During the course of Mr. P’s stay, I noticed that caregivers frequently reacted in two ways: pity or avoidance. Despite bandaging, his wounds could still be smelled down the hall and he was quite self conscious of them. When my resident went to see him, his visits were always extremely brief. In contrast, pastoral care spent a long time talking with him and one of the nurses brought him some books to read. Admittedly, being in Mr. P’s room for longer than a minute or two was difficult because of the smell. On the other hand, patient care should not suffer because a caregiver cannot tolerate a patient’s affliction. Neither pity nor avoidance empowers patients to take action for their illness and neither will help elicit the changes necessary for improvement.

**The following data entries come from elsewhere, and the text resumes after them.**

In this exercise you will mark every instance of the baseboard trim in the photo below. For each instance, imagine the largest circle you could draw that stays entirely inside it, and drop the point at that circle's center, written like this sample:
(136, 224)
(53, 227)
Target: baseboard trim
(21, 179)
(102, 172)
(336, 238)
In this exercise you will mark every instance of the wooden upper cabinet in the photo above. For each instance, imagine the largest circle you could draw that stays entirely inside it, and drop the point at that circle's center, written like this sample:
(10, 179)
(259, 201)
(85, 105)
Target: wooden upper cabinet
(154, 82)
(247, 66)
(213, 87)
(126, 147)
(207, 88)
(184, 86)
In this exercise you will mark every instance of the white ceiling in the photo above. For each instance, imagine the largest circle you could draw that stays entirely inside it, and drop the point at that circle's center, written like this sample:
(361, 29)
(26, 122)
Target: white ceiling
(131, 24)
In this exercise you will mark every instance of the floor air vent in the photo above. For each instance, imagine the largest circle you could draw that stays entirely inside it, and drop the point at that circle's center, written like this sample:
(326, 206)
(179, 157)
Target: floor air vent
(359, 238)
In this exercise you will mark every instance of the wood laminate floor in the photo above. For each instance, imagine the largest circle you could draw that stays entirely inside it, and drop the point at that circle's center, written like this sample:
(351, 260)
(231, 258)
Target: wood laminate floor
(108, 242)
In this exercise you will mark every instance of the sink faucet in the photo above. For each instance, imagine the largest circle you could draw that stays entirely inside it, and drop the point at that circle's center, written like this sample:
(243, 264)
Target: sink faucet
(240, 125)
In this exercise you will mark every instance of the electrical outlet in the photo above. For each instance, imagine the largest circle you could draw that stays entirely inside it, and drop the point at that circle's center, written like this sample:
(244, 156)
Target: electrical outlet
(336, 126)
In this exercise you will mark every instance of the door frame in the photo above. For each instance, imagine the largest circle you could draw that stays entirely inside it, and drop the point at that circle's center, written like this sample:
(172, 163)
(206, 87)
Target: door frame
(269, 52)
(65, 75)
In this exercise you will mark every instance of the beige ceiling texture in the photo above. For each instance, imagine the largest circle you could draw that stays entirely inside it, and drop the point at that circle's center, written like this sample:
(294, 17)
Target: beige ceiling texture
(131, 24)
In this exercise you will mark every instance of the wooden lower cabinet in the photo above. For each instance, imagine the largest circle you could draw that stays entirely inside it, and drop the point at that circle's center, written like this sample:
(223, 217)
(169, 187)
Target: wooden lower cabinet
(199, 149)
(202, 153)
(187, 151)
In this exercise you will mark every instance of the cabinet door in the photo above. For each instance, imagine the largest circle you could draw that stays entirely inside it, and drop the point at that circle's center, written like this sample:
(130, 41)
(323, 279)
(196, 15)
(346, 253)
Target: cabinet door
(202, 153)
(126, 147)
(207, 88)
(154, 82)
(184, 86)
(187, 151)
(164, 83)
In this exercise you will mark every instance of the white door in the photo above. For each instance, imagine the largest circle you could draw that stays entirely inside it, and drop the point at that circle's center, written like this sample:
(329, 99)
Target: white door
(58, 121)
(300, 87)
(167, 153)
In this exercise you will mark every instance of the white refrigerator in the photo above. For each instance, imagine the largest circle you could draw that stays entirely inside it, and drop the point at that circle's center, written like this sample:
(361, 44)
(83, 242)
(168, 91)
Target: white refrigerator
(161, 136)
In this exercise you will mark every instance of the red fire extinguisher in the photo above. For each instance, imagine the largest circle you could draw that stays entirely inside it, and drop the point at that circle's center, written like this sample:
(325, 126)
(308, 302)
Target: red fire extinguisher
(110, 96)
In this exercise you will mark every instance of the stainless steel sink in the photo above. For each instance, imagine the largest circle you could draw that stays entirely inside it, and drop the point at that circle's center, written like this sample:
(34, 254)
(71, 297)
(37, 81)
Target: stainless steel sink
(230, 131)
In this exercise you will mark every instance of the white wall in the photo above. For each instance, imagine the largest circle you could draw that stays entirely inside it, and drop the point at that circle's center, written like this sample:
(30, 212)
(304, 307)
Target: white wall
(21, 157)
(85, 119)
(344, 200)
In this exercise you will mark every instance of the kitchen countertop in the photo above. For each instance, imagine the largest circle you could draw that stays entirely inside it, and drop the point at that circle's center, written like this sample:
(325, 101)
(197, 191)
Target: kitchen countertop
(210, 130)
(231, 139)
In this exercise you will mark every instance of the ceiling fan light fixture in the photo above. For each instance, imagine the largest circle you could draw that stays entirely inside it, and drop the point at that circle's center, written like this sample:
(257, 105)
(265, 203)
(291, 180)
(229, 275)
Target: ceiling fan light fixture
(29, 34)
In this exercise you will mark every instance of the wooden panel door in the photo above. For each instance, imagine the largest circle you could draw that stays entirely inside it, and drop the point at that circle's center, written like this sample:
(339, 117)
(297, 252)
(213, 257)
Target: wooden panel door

 While my encounter with Mr. P was not the type of ethical dilemma that works its way into medical television shows or the nightly news, the situation is one that physicians encounter regularly. In addition to their physical complaints, patients bring emotional issues with them when they come for an office visit. Physicians work long hours, are saddled with inordinate amounts of debt, and have an always expanding list of responsibilities such that the glamorous job of being a physician can lose its luster. Research has shown that empathy declines through the course of medical school as students make the transition from the classroom to the wards. While the average physician is unlikely to cause obvious harm to their patient, it becomes easy to belittle someone or brush their complaints aside in order to just get the job done. I am conscious of this pitfall and strive to be cognizant of it all the time, especially when I am overtired and stressed.

 Mr. P’s case made me think about the idea that as physicians, we take an oath outlining philosophical guidelines for practicing medicine that include remembering to “not treat a fever chart or a cancerous growth, but a sick human being.” For me, this is one of the most important tenets of my career in medicine. No matter how tired I may be or how difficult a patient may be, I strive to remember that every patient is first and foremost a human being with needs and problems. Ethically, our duty to act starts with an obligation to treat our patients in a respectful manner.